The vote was closely watched, with hundreds of international observers from the European Union and the Organization for Security and Cooperation in Europe (OSCE) monitoring the polls.

The Election Media Center, a monitoring group set up by three local watchdogs – Transparency International, the Georgian Young Lawyers Association, and the International Society for Fair Elections – released a statement ahead of the poll saying that there were "fewer violations" in terms of voter intimidation in the run-up to the vote than in previous elections.

The report said the Georgian authorities were striving to “gain a positive assessment from the international community” but noted that reports of voter and candidate intimidation were more frequent in the regions than in Tbilisi.

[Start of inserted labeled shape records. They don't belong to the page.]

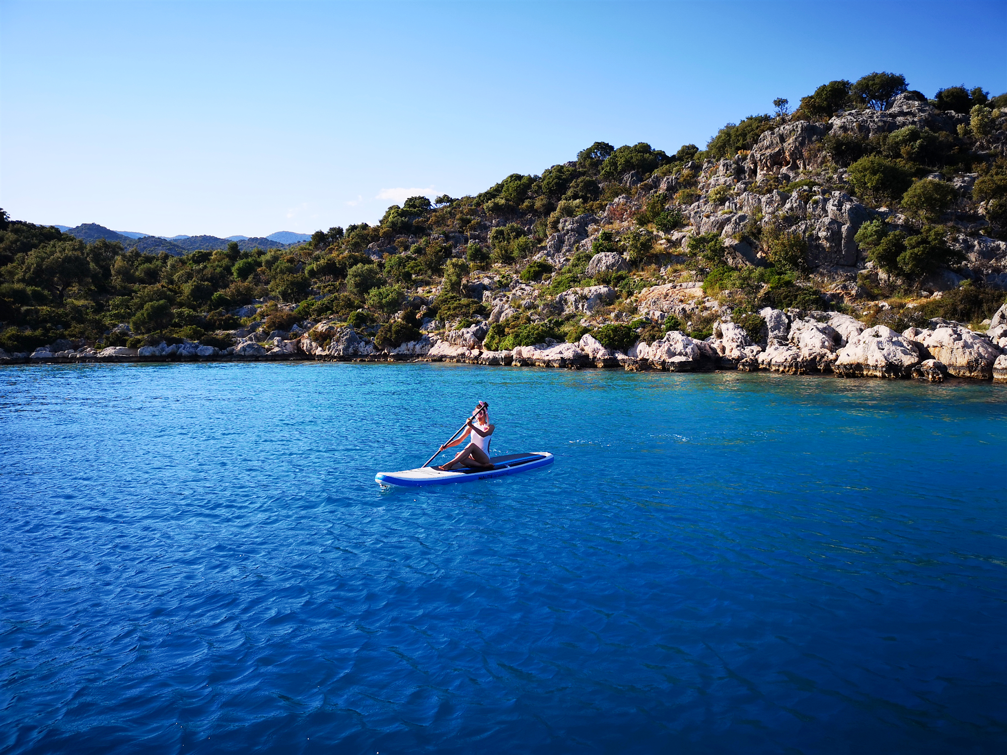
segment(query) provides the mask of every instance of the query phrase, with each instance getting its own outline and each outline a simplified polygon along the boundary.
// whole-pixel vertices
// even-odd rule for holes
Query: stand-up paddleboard
[[[406,469],[402,472],[378,472],[375,475],[375,482],[382,485],[402,485],[403,487],[446,485],[449,482],[474,482],[475,480],[487,480],[492,477],[502,477],[547,466],[553,463],[553,455],[545,451],[537,451],[535,453],[493,456],[489,460],[493,462],[492,469],[488,467],[486,469],[461,467],[449,472],[442,472],[433,467],[420,467],[419,469]]]

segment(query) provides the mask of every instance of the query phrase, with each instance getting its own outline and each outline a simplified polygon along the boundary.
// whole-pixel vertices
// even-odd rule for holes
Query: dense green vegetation
[[[107,238],[112,232],[100,226],[78,239],[54,228],[10,220],[0,210],[0,347],[30,351],[58,338],[134,346],[188,338],[220,346],[229,342],[225,331],[242,325],[285,332],[297,322],[323,317],[372,327],[380,343],[397,345],[417,337],[423,318],[462,326],[488,314],[480,301],[469,298],[466,281],[494,266],[497,276],[544,283],[544,296],[604,283],[625,299],[654,282],[657,265],[665,264],[657,242],[689,224],[687,205],[705,196],[714,212],[731,211],[735,188],[701,190],[710,166],[704,168],[704,161],[744,154],[765,131],[785,121],[822,121],[857,108],[880,111],[905,92],[905,80],[888,72],[829,82],[802,98],[793,115],[786,101],[777,98],[774,115],[726,124],[704,150],[694,144],[665,152],[645,142],[620,147],[595,142],[575,160],[541,175],[514,173],[475,196],[409,197],[401,206],[390,206],[375,225],[319,230],[291,249],[264,251],[232,242],[187,254],[156,247],[145,251],[133,240]],[[853,192],[874,208],[898,208],[915,223],[895,228],[878,216],[856,238],[878,268],[904,282],[906,291],[959,261],[942,222],[963,197],[950,183],[927,178],[931,173],[979,173],[971,196],[964,198],[973,208],[983,203],[983,214],[993,223],[988,233],[1002,235],[1007,226],[1007,160],[977,151],[979,140],[994,128],[994,109],[1007,106],[1007,95],[991,98],[981,88],[963,85],[940,90],[929,102],[942,111],[968,114],[968,123],[958,133],[909,126],[873,139],[828,135],[821,143],[823,159],[848,174],[847,183],[833,187]],[[674,189],[657,190],[665,177],[674,178]],[[749,190],[781,188],[805,196],[817,185],[810,178],[785,186],[768,180]],[[642,190],[649,193],[638,194]],[[590,250],[578,251],[561,270],[532,259],[564,218],[600,213],[620,194],[642,197],[634,209],[626,205],[627,214],[612,215],[628,228],[602,230]],[[728,259],[716,234],[693,236],[683,252],[687,263],[677,264],[700,276],[708,295],[729,300],[739,319],[757,317],[753,313],[769,305],[825,307],[821,293],[807,283],[808,240],[793,228],[800,218],[784,219],[763,221],[759,214],[737,237],[760,250],[761,267],[739,267]],[[190,248],[200,244],[198,238],[185,243]],[[619,253],[631,270],[588,276],[587,264],[599,252]],[[989,305],[982,296],[969,301],[954,306],[974,315],[976,307]],[[267,302],[254,320],[243,317],[248,311],[241,309],[252,302]],[[616,302],[611,308],[621,306]],[[951,306],[934,301],[931,309],[946,312],[941,307]],[[700,335],[708,324],[697,317],[692,332]],[[754,320],[749,325],[754,328]],[[603,343],[622,343],[630,337],[625,328],[612,323],[596,336]],[[638,328],[662,329],[649,322]],[[490,328],[487,347],[576,339],[586,331],[579,316],[521,312]]]

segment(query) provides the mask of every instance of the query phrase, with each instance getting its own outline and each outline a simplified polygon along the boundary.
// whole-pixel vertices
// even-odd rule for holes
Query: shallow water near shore
[[[556,463],[374,482],[479,399]],[[0,751],[1007,742],[1007,387],[6,367],[0,454]]]

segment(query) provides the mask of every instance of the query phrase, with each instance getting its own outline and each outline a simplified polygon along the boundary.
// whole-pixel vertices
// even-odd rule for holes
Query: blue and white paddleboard
[[[421,487],[423,485],[446,485],[449,482],[474,482],[488,480],[492,477],[502,477],[506,474],[527,472],[553,463],[553,455],[545,451],[524,454],[508,454],[493,456],[492,469],[452,469],[442,472],[433,467],[406,469],[402,472],[378,472],[375,482],[382,485],[402,485],[404,487]]]

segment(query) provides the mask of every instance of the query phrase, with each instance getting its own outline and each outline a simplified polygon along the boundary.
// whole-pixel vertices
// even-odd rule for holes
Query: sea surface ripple
[[[476,400],[552,467],[388,489]],[[0,370],[0,752],[1007,747],[1007,388]]]

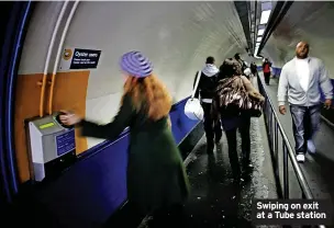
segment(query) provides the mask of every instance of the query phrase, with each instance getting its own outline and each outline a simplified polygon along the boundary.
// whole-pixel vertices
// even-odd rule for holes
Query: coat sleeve
[[[252,82],[245,76],[242,76],[242,79],[243,79],[243,83],[250,96],[258,99],[260,101],[265,100],[265,98],[253,87]]]
[[[197,78],[198,78],[198,77],[201,77],[201,76],[197,72],[196,76],[194,76],[192,90],[194,89],[196,81],[197,81]],[[198,87],[197,87],[197,89],[196,89],[196,92],[194,92],[194,96],[193,96],[193,98],[196,98],[196,99],[199,99],[199,98],[200,98],[200,89],[199,89],[199,88],[200,88],[200,83],[201,83],[201,79],[200,79],[199,84],[198,84]]]
[[[133,113],[131,96],[125,95],[119,113],[111,123],[99,125],[92,122],[81,121],[79,124],[81,135],[113,140],[130,125]]]

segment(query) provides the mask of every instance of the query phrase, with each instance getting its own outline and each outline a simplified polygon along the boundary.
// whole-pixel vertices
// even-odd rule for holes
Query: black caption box
[[[329,200],[254,200],[254,225],[332,225]]]

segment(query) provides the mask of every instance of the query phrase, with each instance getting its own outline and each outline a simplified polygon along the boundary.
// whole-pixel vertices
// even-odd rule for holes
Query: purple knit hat
[[[145,78],[153,71],[153,65],[142,53],[133,50],[125,53],[120,62],[121,69],[136,78]]]

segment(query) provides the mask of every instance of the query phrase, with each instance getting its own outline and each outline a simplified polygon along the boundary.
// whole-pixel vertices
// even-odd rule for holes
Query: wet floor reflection
[[[182,227],[250,227],[250,223],[244,217],[246,212],[242,208],[243,203],[250,200],[245,201],[242,196],[245,186],[249,184],[249,172],[245,172],[243,182],[235,182],[231,173],[227,147],[222,147],[219,145],[214,155],[208,156],[205,144],[200,145],[196,151],[197,160],[187,167],[191,195],[185,205]]]

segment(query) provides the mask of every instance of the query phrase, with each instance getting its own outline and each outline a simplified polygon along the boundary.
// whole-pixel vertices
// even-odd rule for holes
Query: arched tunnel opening
[[[120,58],[131,50],[143,53],[153,62],[154,75],[172,100],[170,134],[190,184],[181,227],[279,227],[291,223],[332,226],[332,2],[0,4],[1,226],[22,223],[37,227],[124,227],[126,220],[133,220],[134,227],[148,226],[151,215],[134,215],[127,202],[132,127],[126,126],[115,139],[105,140],[82,137],[80,128],[68,127],[59,119],[62,112],[70,111],[99,125],[113,121],[123,104]],[[298,67],[299,55],[305,48],[300,42],[309,45],[309,64],[303,65],[307,67]],[[235,58],[235,54],[240,54],[245,68],[253,67],[248,80],[265,98],[261,115],[252,117],[249,124],[252,169],[236,185],[229,156],[232,146],[224,125],[220,128],[222,139],[213,155],[208,155],[205,123],[185,114],[197,72],[203,72],[208,64],[205,59],[214,57],[220,70],[223,61]],[[301,68],[309,71],[300,73]],[[305,81],[308,88],[303,90]],[[283,92],[288,96],[285,115],[280,114]],[[303,95],[297,96],[298,93]],[[312,125],[316,130],[308,140],[313,141],[313,152],[307,142],[298,141],[298,134],[304,134],[307,128],[297,129],[296,113],[301,111],[293,113],[297,107],[291,102],[309,113],[311,107],[319,107],[319,121],[313,116],[316,123]],[[240,157],[241,136],[242,133],[236,134],[235,146]],[[146,147],[154,140],[148,140]],[[304,162],[296,153],[301,147],[307,148]],[[256,202],[265,200],[319,202],[319,212],[327,218],[261,220],[256,217],[261,212]]]

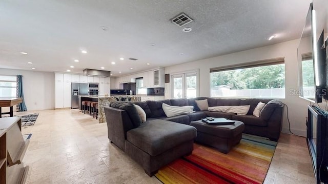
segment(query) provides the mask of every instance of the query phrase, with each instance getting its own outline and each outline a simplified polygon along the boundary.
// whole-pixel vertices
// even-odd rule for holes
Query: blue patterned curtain
[[[27,111],[27,109],[26,108],[26,106],[25,106],[25,102],[24,101],[24,95],[23,92],[23,80],[22,80],[22,77],[23,76],[20,75],[16,75],[16,96],[17,97],[23,98],[23,102],[19,104],[17,104],[16,106],[16,109],[17,109],[17,112],[20,111]]]

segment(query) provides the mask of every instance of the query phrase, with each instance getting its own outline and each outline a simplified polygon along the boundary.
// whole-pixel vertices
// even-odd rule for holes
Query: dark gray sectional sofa
[[[250,108],[244,115],[201,111],[195,100],[205,99],[208,99],[209,107],[250,105]],[[260,117],[253,115],[259,102],[267,104],[270,100],[200,97],[146,102],[113,102],[111,107],[104,108],[111,142],[141,165],[146,173],[151,176],[160,167],[192,152],[197,130],[189,125],[206,117],[225,117],[242,121],[245,125],[243,133],[277,141],[281,130],[282,104],[267,104]],[[162,103],[173,106],[193,106],[195,112],[168,117],[162,108]],[[139,105],[145,111],[145,122],[141,124],[132,104]]]

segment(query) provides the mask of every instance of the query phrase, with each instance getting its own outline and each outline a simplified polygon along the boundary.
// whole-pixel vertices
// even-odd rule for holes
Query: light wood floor
[[[78,110],[39,113],[23,160],[30,167],[27,183],[161,183],[149,177],[123,152],[109,143],[106,124]],[[314,183],[304,138],[282,134],[264,183]]]

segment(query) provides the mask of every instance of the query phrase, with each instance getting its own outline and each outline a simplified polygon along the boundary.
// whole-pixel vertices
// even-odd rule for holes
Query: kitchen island
[[[88,96],[80,95],[79,98],[79,107],[81,106],[82,101],[85,100],[89,100],[92,101],[97,101],[99,106],[98,117],[99,122],[106,122],[106,117],[105,115],[105,111],[104,107],[109,106],[109,104],[113,101],[121,101],[122,99],[129,99],[129,101],[141,101],[141,97],[134,95],[120,95],[119,96],[106,96],[105,95],[99,96]],[[81,110],[81,108],[79,108]]]

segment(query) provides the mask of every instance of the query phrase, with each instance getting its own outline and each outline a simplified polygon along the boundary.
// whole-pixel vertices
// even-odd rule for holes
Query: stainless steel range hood
[[[111,76],[110,71],[99,70],[85,69],[83,70],[83,73],[86,76],[107,77]]]

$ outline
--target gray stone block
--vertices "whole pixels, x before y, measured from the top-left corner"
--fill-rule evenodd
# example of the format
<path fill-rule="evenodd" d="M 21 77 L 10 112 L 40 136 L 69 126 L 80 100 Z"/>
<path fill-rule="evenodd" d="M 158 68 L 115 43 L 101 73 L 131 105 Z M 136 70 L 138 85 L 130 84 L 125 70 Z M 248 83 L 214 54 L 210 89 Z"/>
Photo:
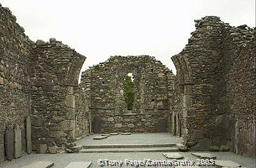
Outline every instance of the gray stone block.
<path fill-rule="evenodd" d="M 109 133 L 109 134 L 111 135 L 118 135 L 119 133 L 118 133 L 118 132 L 111 132 L 111 133 Z"/>
<path fill-rule="evenodd" d="M 216 159 L 217 157 L 209 153 L 191 153 L 192 155 L 203 159 Z"/>
<path fill-rule="evenodd" d="M 215 167 L 221 168 L 223 167 L 240 167 L 241 165 L 230 160 L 215 160 Z"/>
<path fill-rule="evenodd" d="M 66 168 L 88 168 L 92 164 L 92 162 L 72 162 Z"/>
<path fill-rule="evenodd" d="M 54 164 L 51 162 L 35 162 L 22 166 L 20 168 L 49 168 L 52 167 Z"/>
<path fill-rule="evenodd" d="M 17 158 L 21 157 L 21 130 L 19 125 L 14 129 L 14 153 L 13 157 Z"/>
<path fill-rule="evenodd" d="M 26 150 L 28 153 L 31 153 L 32 151 L 31 144 L 31 120 L 30 116 L 28 116 L 26 119 Z"/>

Opposition candidates in the Tbilisi mayoral race have complained that the threshold for winning the election outright in the first round -- avoiding a runoff -- was set by authorities at just 30 percent – a move they say clearly favors the incumbent.

The ruling United National Movement and the Christian Democrats, a self-styled opposition party that often supports the government, announced on May 29 that they had hired buses to bring their supporters to polling stations.

A similar practice during parliamentary and presidential elections in 2008 led to allegations of so-called “merry-go-round voting,” in which voters were ferried to cast several ballots at various polling stations. Representatives of the ruling party deny the allegation and insist that the process will be transparent.